Datum uitspraak:
Datum publicatie:
Rechtsgebied:
Zaaknummer:
Soort procedure:
Vindplaats:

Inhoudsindicatie:

De rechtbank heeft terecht het besluit van de Svb waarmee kinderbijslag met een terugwerkende kracht van vijf jaar is toegekend in stand gelaten. Ten onrechte geen kinderbijslag voor tweede kind ontvangen. De Raad stelt voorop het de uitdrukkelijke bedoeling van de wetgever is geweest om het toekennen van kinderbijslag met terugwerkende kracht te beperken tot een maximumtermijn van één jaar (zie Kamerstukken II 2014/15, 34273, nr. 3, p. 2). De Svb wijkt daar met het beleid neergelegd in SB1067 vanaf. Kinderbijslag wordt met een terugwerkende kracht van maximaal vijf jaar toegekend in het geval dat door een fout in de gegevensuitwisseling tussen de brp en de Svb kinderbijslag niet wordt toegekend. Het is vaste rechtspraak van de Raad dat dit buitenwettelijk begunstigend beleid betreft. Appellante heeft niets aangevoerd waaruit blijkt dat de Svb het beleid niet consistent heeft toegepast of dat sprake is van een schending van de fundamentele rechten.

Uitspraak



22/3235 AKW

Datum uitspraak: 22 november 2023

Centrale Raad van Beroep

Enkelvoudige kamer

Uitspraak op het hoger beroep tegen de uitspraak van de rechtbank Midden-Nederland van 30 augustus 2022, 22/1828 (aangevallen uitspraak)

Partijen:

[appellante] te [woonplaats] (appellante)

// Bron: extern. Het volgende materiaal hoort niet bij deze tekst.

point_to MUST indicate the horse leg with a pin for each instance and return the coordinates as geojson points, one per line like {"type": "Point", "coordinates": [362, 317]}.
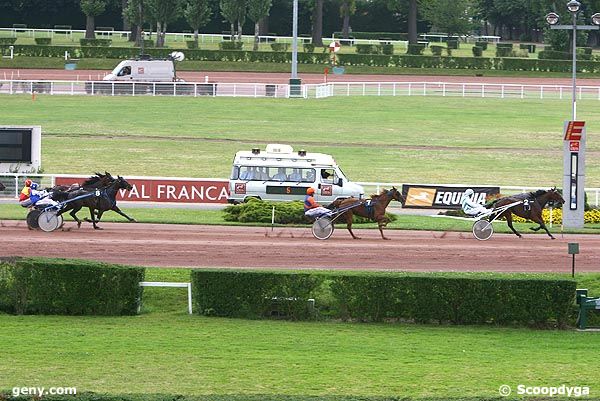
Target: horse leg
{"type": "Point", "coordinates": [93, 220]}
{"type": "Point", "coordinates": [509, 222]}
{"type": "Point", "coordinates": [349, 216]}
{"type": "Point", "coordinates": [116, 209]}
{"type": "Point", "coordinates": [382, 222]}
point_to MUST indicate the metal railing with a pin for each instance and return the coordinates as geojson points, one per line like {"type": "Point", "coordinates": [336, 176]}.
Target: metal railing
{"type": "Point", "coordinates": [466, 89]}
{"type": "Point", "coordinates": [122, 88]}
{"type": "Point", "coordinates": [15, 181]}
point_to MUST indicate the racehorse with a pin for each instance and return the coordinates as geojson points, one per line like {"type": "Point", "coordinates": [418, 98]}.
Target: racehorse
{"type": "Point", "coordinates": [531, 207]}
{"type": "Point", "coordinates": [373, 208]}
{"type": "Point", "coordinates": [99, 200]}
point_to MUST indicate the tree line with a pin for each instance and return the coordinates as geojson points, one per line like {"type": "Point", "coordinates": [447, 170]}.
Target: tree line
{"type": "Point", "coordinates": [511, 19]}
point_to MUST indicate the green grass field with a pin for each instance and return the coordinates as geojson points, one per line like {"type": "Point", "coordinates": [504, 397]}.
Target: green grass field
{"type": "Point", "coordinates": [384, 139]}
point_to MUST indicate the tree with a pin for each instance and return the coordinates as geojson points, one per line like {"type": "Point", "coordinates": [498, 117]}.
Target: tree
{"type": "Point", "coordinates": [163, 12]}
{"type": "Point", "coordinates": [92, 8]}
{"type": "Point", "coordinates": [229, 10]}
{"type": "Point", "coordinates": [317, 23]}
{"type": "Point", "coordinates": [450, 16]}
{"type": "Point", "coordinates": [197, 14]}
{"type": "Point", "coordinates": [257, 10]}
{"type": "Point", "coordinates": [135, 13]}
{"type": "Point", "coordinates": [347, 8]}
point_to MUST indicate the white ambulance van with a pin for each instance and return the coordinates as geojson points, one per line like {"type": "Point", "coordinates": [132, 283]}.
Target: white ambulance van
{"type": "Point", "coordinates": [280, 174]}
{"type": "Point", "coordinates": [146, 69]}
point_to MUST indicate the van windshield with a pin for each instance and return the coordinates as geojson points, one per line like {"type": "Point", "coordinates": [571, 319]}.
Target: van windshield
{"type": "Point", "coordinates": [276, 174]}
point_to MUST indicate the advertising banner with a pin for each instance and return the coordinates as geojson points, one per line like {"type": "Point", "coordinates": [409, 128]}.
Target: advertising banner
{"type": "Point", "coordinates": [167, 190]}
{"type": "Point", "coordinates": [442, 197]}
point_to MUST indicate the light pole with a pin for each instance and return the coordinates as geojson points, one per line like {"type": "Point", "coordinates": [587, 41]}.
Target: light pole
{"type": "Point", "coordinates": [574, 131]}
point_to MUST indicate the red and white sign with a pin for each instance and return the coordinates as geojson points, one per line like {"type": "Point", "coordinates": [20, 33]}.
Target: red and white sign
{"type": "Point", "coordinates": [574, 130]}
{"type": "Point", "coordinates": [574, 146]}
{"type": "Point", "coordinates": [164, 190]}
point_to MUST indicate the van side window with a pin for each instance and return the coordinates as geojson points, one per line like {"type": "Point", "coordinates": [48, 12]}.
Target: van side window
{"type": "Point", "coordinates": [308, 175]}
{"type": "Point", "coordinates": [125, 71]}
{"type": "Point", "coordinates": [328, 176]}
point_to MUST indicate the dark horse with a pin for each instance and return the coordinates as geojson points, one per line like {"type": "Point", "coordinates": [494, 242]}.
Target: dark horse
{"type": "Point", "coordinates": [99, 200]}
{"type": "Point", "coordinates": [373, 208]}
{"type": "Point", "coordinates": [531, 209]}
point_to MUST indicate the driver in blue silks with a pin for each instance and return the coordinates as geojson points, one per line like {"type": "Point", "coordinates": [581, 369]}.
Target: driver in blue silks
{"type": "Point", "coordinates": [469, 206]}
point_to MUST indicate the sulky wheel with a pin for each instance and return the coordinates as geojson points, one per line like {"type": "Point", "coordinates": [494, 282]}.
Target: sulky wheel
{"type": "Point", "coordinates": [483, 230]}
{"type": "Point", "coordinates": [32, 217]}
{"type": "Point", "coordinates": [322, 228]}
{"type": "Point", "coordinates": [49, 220]}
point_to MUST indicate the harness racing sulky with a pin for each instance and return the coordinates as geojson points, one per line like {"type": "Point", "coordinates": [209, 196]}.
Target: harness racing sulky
{"type": "Point", "coordinates": [98, 193]}
{"type": "Point", "coordinates": [373, 209]}
{"type": "Point", "coordinates": [526, 205]}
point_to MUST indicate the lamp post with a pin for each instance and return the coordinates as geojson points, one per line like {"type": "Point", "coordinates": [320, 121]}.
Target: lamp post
{"type": "Point", "coordinates": [295, 82]}
{"type": "Point", "coordinates": [574, 131]}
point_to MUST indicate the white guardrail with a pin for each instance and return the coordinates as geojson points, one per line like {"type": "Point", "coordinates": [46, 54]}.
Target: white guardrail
{"type": "Point", "coordinates": [195, 89]}
{"type": "Point", "coordinates": [14, 183]}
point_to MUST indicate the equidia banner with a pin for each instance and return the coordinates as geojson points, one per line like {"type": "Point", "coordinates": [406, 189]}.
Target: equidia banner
{"type": "Point", "coordinates": [443, 197]}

de Raad van bestuur van de Sociale verzekeringsbank (Svb)

PROCESVERLOOP

Met een besluit van 4 februari 2022 heeft de Svb aan appellante kinderbijslag op grond van de Algemene Kinderbijslagwet (AKW) toegekend met ingang van het eerste kwartaal van 2017. Appellante heeft daartegen bezwaar gemaakt. Met het besluit van 23 maart 2022 (het bestreden besluit) is het bezwaar ongegrond verklaard.

Appellante heeft tegen dat besluit beroep ingesteld. De rechtbank heeft in de aangevallen uitspraak het beroep ongegrond verklaard.

Namens appellante heeft [K.] hoger beroep ingesteld. De Svb heeft een verweerschrift ingediend.

Het onderzoek ter zitting heeft plaatsgevonden op 11 oktober 2023. Appellante is verschenen, bijgestaan door [K.]. Het Svb heeft zich laten vertegenwoordigen door mr. M.F. Sturmans.

OVERWEGINGEN

Samenvatting

De Svb heeft appellante kinderbijslag met een terugwerkende kracht van vijf jaar toegekend omdat appellante ten onrechte voor haar tweede kind geen kinderbijslag heeft gekregen. Appellante vindt dat zij de kinderbijslag met terugwerkende kracht tot de geboorte van haar tweede kind zou moeten krijgen, omdat de niet-toekenning een fout van de Svb betreft. De Raad stelt vast dat het beleid waarop de Svb zijn besluit baseert gunstiger is dan wat de AKW voorschrijft. Het is vaste rechtspraak dat de Raad dat bij zulk buitenwettelijk begunstigend beleid alleen toetst of het consistent is uitgevoerd en de fundamentele rechten niet zijn geschonden. Appellante heeft niets aangevoerd waaruit inconsistentie of schending van de fundamentele rechten blijkt. Daarom komt de Raad tot het oordeel dat het hoger beroep van appellante niet slaagt en het besluit van de Svb in stand blijft.

Inleiding

1.1.

Bij de beoordeling van het hoger beroep zijn de volgende feiten en omstandigheden van belang.

1.2.

In januari 2022 is de Svb erachter gekomen dat appellante voor haar tweede kind, [C.], geboren op [geboortedatum] 2006, nooit kinderbijslag heeft ontvangen.

1.3.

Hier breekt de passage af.